Hay dos tipos de empleadas domésticas en los barrios más caros de Santiago: las que pasean perros, y las que pasean bebés. No hay otra forma de distinguirlas. Los mismos vestidos y delantales, la tez insistentemente morena. Practican, incluso, los mismos cuidados hacia los seres que transportan, y que tienen que devolver sanos y salvos a los lujosos pisos de sus patrones.

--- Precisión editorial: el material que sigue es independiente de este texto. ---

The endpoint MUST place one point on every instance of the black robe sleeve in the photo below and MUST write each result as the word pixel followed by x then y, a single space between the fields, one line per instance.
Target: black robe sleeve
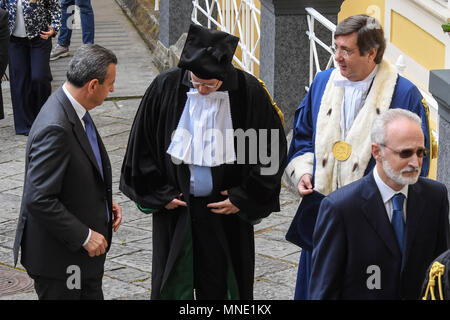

Pero no en toda la ciudad hay empleadas domésticas. En un paseo descubro lo que llaman el
Barrio Universitario. Edificios de las primeras décadas del siglo, lujosos pero deteriorados por el abandono. La avenida Brasil es un boulevard antiguo que fue ganado por los autopartistas. Sobre la calle hay negocios de repuestos automotores, talleres mecánicos, garages pavimentados de grasa oscura. Por encima, en los primeros pisos, fachadas
Art Decó y apliques a punto de desmoronarse, mármol y rejas europeas.
Me sumerjo feliz en la angostísima calle
Concha y Toro. El curioso nombre proviene de Don Melchor de Concha y Toro, “empresario pujante y fundador de la Viña” a la que dio su nombre, reza un folleto. Además de hacer vino, el buen hombre fue ministro, y ayudó a su hermano Enrique a construir una gran mansión cerca del centro de la ciudad. Una viuda extraña se encargo luego de lotear el parque con “la traza irregular de los antiguos burgos medievales”, sigue el texto.
Así nacieron ese barrio y esa callecita, en la que casi no hay veredas. Un cartel enorme, de colores fluorescentes, anuncia multas para los automovilistas imprudentes que rayen las paredes de las fachadas. A pocas cuadras de camino se llega a una pequeña plaza casi redonda, que efectivamente prueba que la viuda conocía muy bien los pasillos de las ciudades de Andalucía. Hay algunos árboles, bancos, y un silencio conmovedor.
Lo curioso es que aún no se hayan instalado bares en ese sector, poblado como está de adolescentes con caras de absoluto aburrimiento, a la salida de sus clases de cálculo algebraico o alguna otra ciencia inútil.
Muy cerca se encuentra la Iglesia de la Gratitud Nacional, construida en 1883. Un texto turístico destaca que todavía “se mantiene firme pese a los movimientos sociales y de la naturaleza” (SIC).
A pesar de los temblores –una experiencia cotidiana a la que aún no he sido sometido– y de los terremotos que pueblan la historia de Santiago, en los edificios no se encuentran vestigios de aquellos desastres. Los últimos 30 años de excedente económico se encuentran en las construcciones modernas, y en el ritmo al que trabajan en cientos de torres cuadradas de cemento, que poco a poco hacen crecer la ciudad hacia lo alto. A pesar de los temblores.
Los ascensores de Santiago parten del primer piso. No hay “planta baja” en los edificios de la ciudad, como si los arquitectos hubieran experimentado un sostenido temor hacia los sótanos y la vida terrestre, para trasladarlo unánimemente a sus planos y proyectos.
Durante la tarde, una neblina densa cubre la ciudad. Todo parece más metálico y frío que en mi folleto turístico, y ahora las luces de la noche rebotan contra el cielo.